02:37:00  * joaocgreisquit (*.net *.split)
02:46:44  * joaocgreisjoined
06:48:22  * rmgquit (Read error: Connection reset by peer)
06:48:58  * rmgjoined
08:17:30  * dawsonmquit (Remote host closed the connection)
09:19:59  <jbergstroem>rvagg: any updates re binaries?
10:50:14  <rvagg>jbergstroem: shaving yaks
10:50:31  <rvagg>joaocgreis: node-msft-win10-5 is full, can you log in and clean it up? it's been knocked out of service by jenkins
10:51:12  <joaocgreis>rvagg: knocked by me, I'm working on it
10:51:42  <rvagg>joaocgreis: ah, ok sorry, also I just cleaned up the two 2008 machines on rackspace, one was full(ish)
10:52:29  <rvagg>jbergstroem: I've removed all of the iojs-* labels
10:55:17  <rvagg>jbergstroem: which smartos machines should I use for builds? the ones labelled smartos13-32 and smartos13-64?
10:55:28  <rvagg>or are there specific release machines there?
10:57:08  <rvagg>oh, you have iojs-joyent-smartos13.3.1-release, did you want to use this single machine for both binary types?
11:13:32  <rvagg>had to add a `mkdir -p ${HOME}/node-icu` to the jenkins job, I don't know the ip addresses of the new centos or smartos machines to do it manually, but that's ok
11:13:38  <rvagg>https://ci.nodejs.org/job/iojs+release/263/
11:14:08  <rvagg>https://nodejs.org/download/nightly/v5.0.1-nightly2015111347f3735e88/
11:24:20  <rvagg>oh for goodness sake ... centos5-64
11:24:25  <rvagg>Slave went offline during the build
11:24:25  <rvagg>ERROR: Connection was broken: java.io.EOFException
11:24:26  <jbergstroem>rvagg: for test, yep -- use smartos-32/64. i will reprovision them soon. the smartos13.3.1 release is gcc47 to be used for 0.12.
11:24:42  <jbergstroem>sigh
11:24:52  <jbergstroem>thats a jenkins bug for sure
11:28:56  <rvagg>joaocgreis: can you have a look at https://ci.nodejs.org/job/node-test-commit/1107/ please? both fanned jobs are broken, or are you working on these?
11:29:35  <rvagg>hm, also, only windows and arm are being tested in node-test-commit, what's with that?
11:30:05  <rvagg>our jenkins config is getting way too complicated
11:33:54  <rvagg>jbergstroem: https://ci.nodejs.org/job/iojs+release/263/nodes=smartos13-release/console ok so I can't use this for > 0.12, should I still be using the previous smartos slaves for that?
11:34:12  <joaocgreis>rvagg: looking at it
11:34:14  <rvagg>can you update me on what the plan is for smartos slaves and how they are supposed to be used?

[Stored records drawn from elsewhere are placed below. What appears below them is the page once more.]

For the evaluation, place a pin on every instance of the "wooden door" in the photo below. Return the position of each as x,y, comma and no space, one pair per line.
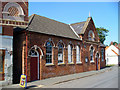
97,63
34,68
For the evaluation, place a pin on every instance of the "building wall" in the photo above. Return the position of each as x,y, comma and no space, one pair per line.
6,45
112,60
8,22
102,63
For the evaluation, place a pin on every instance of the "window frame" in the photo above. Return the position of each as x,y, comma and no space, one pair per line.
78,55
92,54
61,53
50,55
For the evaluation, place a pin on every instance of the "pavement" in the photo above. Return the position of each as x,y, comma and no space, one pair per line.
60,79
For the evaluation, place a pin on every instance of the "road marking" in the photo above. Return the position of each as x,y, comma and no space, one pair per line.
39,86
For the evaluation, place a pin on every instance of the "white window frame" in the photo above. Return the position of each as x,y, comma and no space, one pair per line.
50,61
70,52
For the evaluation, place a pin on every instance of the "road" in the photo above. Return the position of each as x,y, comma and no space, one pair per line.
108,79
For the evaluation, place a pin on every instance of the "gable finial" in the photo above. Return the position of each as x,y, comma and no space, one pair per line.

I'm a little confused
11:36:14  <jbergstroem>rvagg: i created smartos13.3.1-release since we didn't have a reproducible way to create 0.12 releases; especially now that the one that old nodejs used to bake theirs with. after that i created a new release machine for smartos called nodejs-release-joyent-smartos153-64-1. this is intended to be used for newer (gcc4.8+ releases). i'm happy to try that for 0.12 too but not sure what will break. i will soon retire our oldest smartos test slaves and
11:36:14  <jbergstroem> replace them with newer ones based on gcc 4.8
11:36:57  <joaocgreis>Job status: [node-compile-windows] subjob has no changes since last build.
11:36:59  <rvagg>okok, so single release machine for each of <=0.12 and >0.12?
11:37:26  <jbergstroem> thats how we were doing it prior
11:37:49  <jbergstroem>at the moment im just trying to replicate what we have. i reckon we've got enough flak for this weeks wiggle :)
11:38:10  <rvagg>joaocgreis: I just pushed a totally new commit to https://github.com/nodejs/node/pull/3399, it hasn't been through jenkins yet
11:38:47  <rvagg>jbergstroem: prior we were using two machines for smartos releases, one for 64 and one for 32, we do this with other architectures, doubling up is something we haven't had to do yet
11:38:51  <jbergstroem>rvagg: regarding complexity; i agree it gets overwhelming when you start digging but after you have a few hours behind your vest it starts to make sense.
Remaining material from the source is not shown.